Return properties of this object in JSON format. It can be stored in a cookie or persisted in HTML5 LocalStorage and later used to:

Initialize the IdentityManager the next time a user opens your application.
Share the state of the IdentityManager between multiple web pages of your website. This way users will not be asked to sign in repeatedly when they launch your app multiple times or when navigating between multiple web pages in your website.

Returns: object
The JSON object representing the IdentityManager instance calling this method.

Events

Name	Type
`credential-create`	CustomEvent<IdentityManagerCredentialCreateEvent>
`dialog-create`	CustomEvent<void>

credential-create

Event

credential-create: CustomEvent<IdentityManagerCredentialCreateEvent>

Fires when a credential is created.

dialog-create

Event

dialog-create: CustomEvent<void>

Fires when the IdentityManager dialog is created.
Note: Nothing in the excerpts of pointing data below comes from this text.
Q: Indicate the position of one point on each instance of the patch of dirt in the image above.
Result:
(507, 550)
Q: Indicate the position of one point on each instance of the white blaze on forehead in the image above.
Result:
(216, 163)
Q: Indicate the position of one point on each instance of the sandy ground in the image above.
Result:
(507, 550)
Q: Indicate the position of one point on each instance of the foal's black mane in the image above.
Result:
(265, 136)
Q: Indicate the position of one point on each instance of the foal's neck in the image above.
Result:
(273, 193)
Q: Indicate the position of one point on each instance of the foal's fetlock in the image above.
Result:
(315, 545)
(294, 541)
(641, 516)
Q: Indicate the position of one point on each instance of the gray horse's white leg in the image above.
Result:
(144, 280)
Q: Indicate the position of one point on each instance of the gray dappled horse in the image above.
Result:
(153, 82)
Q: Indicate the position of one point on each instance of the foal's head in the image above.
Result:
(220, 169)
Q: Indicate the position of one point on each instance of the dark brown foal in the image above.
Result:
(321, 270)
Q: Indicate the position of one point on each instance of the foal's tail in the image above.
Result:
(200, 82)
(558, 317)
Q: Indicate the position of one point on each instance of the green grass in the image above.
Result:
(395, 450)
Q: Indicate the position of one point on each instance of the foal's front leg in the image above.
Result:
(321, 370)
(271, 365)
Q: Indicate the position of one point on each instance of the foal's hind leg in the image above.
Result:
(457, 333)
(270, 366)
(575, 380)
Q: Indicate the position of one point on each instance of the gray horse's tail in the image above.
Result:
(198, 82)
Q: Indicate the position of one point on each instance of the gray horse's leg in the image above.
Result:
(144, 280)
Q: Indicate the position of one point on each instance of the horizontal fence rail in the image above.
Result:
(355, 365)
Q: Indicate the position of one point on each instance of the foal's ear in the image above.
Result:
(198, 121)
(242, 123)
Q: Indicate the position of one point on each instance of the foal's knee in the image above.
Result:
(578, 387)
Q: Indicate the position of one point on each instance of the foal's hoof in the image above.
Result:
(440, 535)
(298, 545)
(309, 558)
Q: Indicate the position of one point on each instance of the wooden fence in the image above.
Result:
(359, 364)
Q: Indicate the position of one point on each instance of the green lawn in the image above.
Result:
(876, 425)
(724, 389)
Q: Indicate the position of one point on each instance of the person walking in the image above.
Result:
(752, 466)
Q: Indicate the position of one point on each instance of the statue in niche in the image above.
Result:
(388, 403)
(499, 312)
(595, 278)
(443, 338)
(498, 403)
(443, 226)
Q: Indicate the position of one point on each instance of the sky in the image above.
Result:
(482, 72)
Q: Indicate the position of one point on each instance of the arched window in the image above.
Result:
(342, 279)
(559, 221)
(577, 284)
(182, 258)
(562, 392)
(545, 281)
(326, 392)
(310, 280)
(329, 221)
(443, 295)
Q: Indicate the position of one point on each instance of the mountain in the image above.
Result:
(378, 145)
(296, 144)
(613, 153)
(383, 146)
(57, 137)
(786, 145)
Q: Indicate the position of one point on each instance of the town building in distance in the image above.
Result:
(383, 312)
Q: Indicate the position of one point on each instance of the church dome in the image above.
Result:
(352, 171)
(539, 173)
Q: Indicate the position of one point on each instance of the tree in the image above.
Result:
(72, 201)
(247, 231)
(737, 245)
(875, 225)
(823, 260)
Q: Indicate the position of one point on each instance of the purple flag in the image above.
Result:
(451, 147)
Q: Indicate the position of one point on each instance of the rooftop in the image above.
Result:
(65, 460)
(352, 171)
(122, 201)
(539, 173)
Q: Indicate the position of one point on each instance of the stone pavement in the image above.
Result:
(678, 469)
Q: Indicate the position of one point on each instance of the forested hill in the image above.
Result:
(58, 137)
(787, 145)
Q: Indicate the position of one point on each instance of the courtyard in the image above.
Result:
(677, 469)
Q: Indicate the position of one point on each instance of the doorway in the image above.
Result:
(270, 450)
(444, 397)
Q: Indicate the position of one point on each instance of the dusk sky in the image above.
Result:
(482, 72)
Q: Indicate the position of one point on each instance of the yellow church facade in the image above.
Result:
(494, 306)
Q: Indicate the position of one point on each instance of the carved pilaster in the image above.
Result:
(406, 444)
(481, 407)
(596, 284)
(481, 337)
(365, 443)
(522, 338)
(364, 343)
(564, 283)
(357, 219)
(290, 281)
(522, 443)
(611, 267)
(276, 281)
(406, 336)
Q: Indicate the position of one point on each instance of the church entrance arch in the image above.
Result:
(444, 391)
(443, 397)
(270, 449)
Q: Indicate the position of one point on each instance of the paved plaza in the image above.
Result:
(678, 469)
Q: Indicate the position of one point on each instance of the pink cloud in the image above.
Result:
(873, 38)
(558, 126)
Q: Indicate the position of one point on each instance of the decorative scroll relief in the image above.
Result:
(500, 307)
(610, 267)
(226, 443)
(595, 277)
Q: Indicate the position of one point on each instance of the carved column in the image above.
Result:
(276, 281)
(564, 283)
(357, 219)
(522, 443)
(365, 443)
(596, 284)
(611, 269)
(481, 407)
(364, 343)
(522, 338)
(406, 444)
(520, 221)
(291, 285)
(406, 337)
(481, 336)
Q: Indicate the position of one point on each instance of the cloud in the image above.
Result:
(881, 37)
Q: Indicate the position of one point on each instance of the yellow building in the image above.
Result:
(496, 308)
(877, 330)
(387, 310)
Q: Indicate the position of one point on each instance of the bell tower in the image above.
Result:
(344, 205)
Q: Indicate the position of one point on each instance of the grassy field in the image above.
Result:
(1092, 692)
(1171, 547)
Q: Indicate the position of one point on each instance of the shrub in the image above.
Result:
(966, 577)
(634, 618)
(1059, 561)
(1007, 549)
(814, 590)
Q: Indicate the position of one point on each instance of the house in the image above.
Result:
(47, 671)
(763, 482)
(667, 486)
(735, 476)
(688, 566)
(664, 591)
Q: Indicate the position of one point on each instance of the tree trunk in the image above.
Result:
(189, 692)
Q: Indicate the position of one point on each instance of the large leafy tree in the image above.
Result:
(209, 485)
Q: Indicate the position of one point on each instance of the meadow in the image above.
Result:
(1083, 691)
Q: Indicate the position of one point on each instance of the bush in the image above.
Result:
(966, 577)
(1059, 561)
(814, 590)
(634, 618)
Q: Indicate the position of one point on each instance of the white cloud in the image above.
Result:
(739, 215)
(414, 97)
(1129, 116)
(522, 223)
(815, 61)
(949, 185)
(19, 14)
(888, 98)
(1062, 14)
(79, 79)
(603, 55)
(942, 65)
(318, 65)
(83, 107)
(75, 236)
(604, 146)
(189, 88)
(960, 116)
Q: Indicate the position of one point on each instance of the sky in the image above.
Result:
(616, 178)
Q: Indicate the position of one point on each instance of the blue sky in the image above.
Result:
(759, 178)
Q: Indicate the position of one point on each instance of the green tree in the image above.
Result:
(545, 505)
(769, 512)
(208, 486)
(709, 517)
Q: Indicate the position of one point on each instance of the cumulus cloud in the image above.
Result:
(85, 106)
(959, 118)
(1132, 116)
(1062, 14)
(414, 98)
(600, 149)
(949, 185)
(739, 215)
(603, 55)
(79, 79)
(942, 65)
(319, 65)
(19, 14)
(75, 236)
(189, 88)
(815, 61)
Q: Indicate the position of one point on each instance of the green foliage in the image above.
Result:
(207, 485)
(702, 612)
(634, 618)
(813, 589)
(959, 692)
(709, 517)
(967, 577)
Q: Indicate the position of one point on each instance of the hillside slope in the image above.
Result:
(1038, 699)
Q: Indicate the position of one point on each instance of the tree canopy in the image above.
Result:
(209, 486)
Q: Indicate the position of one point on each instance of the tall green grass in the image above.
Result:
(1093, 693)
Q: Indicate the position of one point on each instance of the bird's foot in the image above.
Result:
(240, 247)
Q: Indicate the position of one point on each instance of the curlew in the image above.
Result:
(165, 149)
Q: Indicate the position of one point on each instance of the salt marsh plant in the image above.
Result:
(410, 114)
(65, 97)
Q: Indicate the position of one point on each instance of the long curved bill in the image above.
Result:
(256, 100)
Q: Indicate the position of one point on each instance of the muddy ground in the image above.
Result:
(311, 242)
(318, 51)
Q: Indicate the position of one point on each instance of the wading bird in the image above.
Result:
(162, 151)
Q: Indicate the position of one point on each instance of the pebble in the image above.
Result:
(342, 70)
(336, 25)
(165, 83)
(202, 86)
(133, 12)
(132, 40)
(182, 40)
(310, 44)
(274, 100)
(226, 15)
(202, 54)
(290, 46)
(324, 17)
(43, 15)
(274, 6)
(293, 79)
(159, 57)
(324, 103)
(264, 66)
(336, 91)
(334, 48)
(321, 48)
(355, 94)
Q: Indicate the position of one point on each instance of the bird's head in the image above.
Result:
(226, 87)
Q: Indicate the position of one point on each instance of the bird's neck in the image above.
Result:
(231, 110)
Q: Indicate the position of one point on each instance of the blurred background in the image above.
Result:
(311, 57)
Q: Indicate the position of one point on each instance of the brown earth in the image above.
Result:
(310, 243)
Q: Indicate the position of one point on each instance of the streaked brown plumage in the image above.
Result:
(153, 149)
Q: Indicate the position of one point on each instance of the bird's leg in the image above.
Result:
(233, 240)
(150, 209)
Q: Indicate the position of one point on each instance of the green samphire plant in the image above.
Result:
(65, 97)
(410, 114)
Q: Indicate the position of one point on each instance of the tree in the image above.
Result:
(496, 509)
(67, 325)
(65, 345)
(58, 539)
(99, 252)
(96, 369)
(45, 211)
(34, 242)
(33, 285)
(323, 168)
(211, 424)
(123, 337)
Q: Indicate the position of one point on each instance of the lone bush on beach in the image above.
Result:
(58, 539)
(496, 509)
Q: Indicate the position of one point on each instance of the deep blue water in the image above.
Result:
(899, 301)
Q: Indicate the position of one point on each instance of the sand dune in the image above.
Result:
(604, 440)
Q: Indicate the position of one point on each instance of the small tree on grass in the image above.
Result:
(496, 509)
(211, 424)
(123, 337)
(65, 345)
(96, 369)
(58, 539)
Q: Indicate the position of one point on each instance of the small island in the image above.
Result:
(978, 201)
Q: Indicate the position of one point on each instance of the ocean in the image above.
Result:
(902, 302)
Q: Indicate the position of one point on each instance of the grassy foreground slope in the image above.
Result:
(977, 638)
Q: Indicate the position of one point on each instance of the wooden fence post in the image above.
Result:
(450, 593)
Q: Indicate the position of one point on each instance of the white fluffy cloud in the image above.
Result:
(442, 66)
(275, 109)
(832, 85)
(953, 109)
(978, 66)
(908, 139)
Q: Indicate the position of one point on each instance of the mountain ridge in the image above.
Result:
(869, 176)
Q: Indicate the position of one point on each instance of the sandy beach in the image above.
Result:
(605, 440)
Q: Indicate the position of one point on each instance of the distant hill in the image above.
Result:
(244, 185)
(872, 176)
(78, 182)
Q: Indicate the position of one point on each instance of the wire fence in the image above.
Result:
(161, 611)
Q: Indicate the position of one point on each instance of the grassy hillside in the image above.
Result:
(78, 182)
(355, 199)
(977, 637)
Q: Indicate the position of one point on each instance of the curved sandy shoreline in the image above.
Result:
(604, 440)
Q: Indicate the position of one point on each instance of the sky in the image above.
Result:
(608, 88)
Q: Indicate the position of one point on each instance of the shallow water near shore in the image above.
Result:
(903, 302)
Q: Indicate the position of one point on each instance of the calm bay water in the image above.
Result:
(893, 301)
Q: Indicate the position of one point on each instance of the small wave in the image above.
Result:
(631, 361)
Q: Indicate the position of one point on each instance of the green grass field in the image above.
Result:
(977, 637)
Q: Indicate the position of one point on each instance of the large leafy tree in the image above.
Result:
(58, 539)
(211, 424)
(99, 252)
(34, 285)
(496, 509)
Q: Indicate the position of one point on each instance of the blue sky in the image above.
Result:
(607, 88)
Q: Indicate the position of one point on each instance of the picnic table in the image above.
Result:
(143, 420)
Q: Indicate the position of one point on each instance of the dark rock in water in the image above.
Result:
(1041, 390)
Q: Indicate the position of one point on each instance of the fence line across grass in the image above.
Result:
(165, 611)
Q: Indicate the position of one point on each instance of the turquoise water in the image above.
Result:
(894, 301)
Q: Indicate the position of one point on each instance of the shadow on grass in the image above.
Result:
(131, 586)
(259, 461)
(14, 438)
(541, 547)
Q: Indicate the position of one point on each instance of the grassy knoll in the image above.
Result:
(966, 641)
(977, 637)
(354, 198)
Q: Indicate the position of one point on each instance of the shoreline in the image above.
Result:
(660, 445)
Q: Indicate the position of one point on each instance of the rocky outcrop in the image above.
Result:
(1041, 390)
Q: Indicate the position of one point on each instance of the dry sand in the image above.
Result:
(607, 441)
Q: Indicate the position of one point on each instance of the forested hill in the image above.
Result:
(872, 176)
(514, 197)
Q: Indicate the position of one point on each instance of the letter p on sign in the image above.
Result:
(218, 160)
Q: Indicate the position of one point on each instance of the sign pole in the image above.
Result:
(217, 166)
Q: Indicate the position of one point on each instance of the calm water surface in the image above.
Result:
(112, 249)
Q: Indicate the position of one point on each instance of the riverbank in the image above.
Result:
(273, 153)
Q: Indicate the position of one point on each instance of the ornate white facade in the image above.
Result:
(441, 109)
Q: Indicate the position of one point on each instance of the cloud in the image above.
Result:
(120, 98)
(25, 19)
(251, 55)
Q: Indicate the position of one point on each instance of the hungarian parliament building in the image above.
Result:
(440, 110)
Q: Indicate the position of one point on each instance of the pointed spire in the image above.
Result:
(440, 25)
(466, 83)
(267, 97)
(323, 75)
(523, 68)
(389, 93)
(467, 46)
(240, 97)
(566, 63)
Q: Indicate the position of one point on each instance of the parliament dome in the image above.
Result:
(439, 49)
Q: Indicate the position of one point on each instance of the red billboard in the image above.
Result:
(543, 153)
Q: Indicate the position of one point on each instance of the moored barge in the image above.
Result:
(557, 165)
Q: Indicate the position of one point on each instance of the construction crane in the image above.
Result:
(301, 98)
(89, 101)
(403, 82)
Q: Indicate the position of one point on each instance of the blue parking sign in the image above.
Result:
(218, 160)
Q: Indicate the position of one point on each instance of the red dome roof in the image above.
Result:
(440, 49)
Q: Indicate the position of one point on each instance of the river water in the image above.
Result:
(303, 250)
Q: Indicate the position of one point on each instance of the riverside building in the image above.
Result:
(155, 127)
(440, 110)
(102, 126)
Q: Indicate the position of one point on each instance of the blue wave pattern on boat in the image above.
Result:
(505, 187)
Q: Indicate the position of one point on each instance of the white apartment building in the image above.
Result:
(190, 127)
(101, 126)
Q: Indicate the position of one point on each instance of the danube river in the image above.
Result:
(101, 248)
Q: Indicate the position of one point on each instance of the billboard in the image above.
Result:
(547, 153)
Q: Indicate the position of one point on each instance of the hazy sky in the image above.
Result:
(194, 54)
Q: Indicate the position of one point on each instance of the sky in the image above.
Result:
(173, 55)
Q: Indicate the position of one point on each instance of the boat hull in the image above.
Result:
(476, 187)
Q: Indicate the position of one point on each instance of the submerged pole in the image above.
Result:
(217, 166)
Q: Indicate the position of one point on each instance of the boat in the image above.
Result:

This is used to prompt users for their credentials.

Type definitions

GetCredentialOptions

Type definition

Supertypes: AbortOptions

error

Property

Type: Error | undefined

Error object returned by the server from a previous attempt to fetch the given URL.

oAuthPopupConfirmation

Property

Type: boolean | undefined

If set to false, the user will not be shown a dialog before the OAuth popup window is opened.

Default value: true

token

Property

Type: string | undefined

Token used for a previous unsuccessful attempt to fetch the given URL.

ProtocolHandler

Type definition

Parameters

Parameter	Type	Description	Required
params	`ProtocolHandlerParameters`	The parameters to pass to the protocol handler.

Returns: boolean

ProtocolHandlerParameters

Type definition

resourceUrl

Property

Type: string

The secure resource URL.

serverInfo

Property

Type: ServerInfo

ServerInfo object describing the server where the secure resource is hosted.

AuthorizeParameters

Type definition

response_type

Property

Type: string

The type of response returned.

expiration

Property

Type: number

The expiration time in minutes.

state

Property

Type: string

The state parameter passed back as the object in the Credential's oAuthState property.

redirect_uri

Property

Type: string

The redirect URL represents the valid places that a user can be redirected to after a successful sign in.

locale

Property

Type: string

The locale being used.

client_id

Property

Type: string

The application ID of the registered application.

OAuthRedirectHandler

Type definition

The callback to execute when setOAuthRedirectionHandler() is called.

Parameters

Parameter	Type	Description	Required
info	`OAuthRedirectHandlerInfo`	An object containing parameter values for the `handlerCallback`.

Returns: void

OAuthRedirectHandlerInfo

Type definition

authorizeParams

Property

Type: AuthorizeParameters

Object containing authorization parameters used to access the secure service.

authorizeUrl

Property

Type: string

The OAuth 2.0 authorization URL for the portal.

resourceUrl

Property

Type: string

The URL to the accessed resource.

serverInfo

Property

Type: ServerInfo

The ServerInfo object describing the server where the secure resource is hosted.

oAuthInfo

Property

Type: OAuthInfo

A reference to the OAuthInfo object.

IdentityManagerCredentialCreateEvent

Type definition

credential

Property

Type: Credential

The returned credential.

IdentityManagerRegisterTokenProperties

Type definition

expires

Property

Type: number | undefined

Token expiration time specified as number of milliseconds since 1 January 1970 00:00

UTC.

server

Property

Type: string

For ArcGIS Online or Portal, this is https://www.arcgis.com/sharing/rest or similar to https://www.example.com/portal/sharing/rest. For ArcGIS Server this is similar to https://www.example.com/arcgis/rest/services.

ssl

Property

Type: boolean | undefined

Set this to true if the user has an ArcGIS Online organizational account and the organization is configured to allow access to resources only through SSL.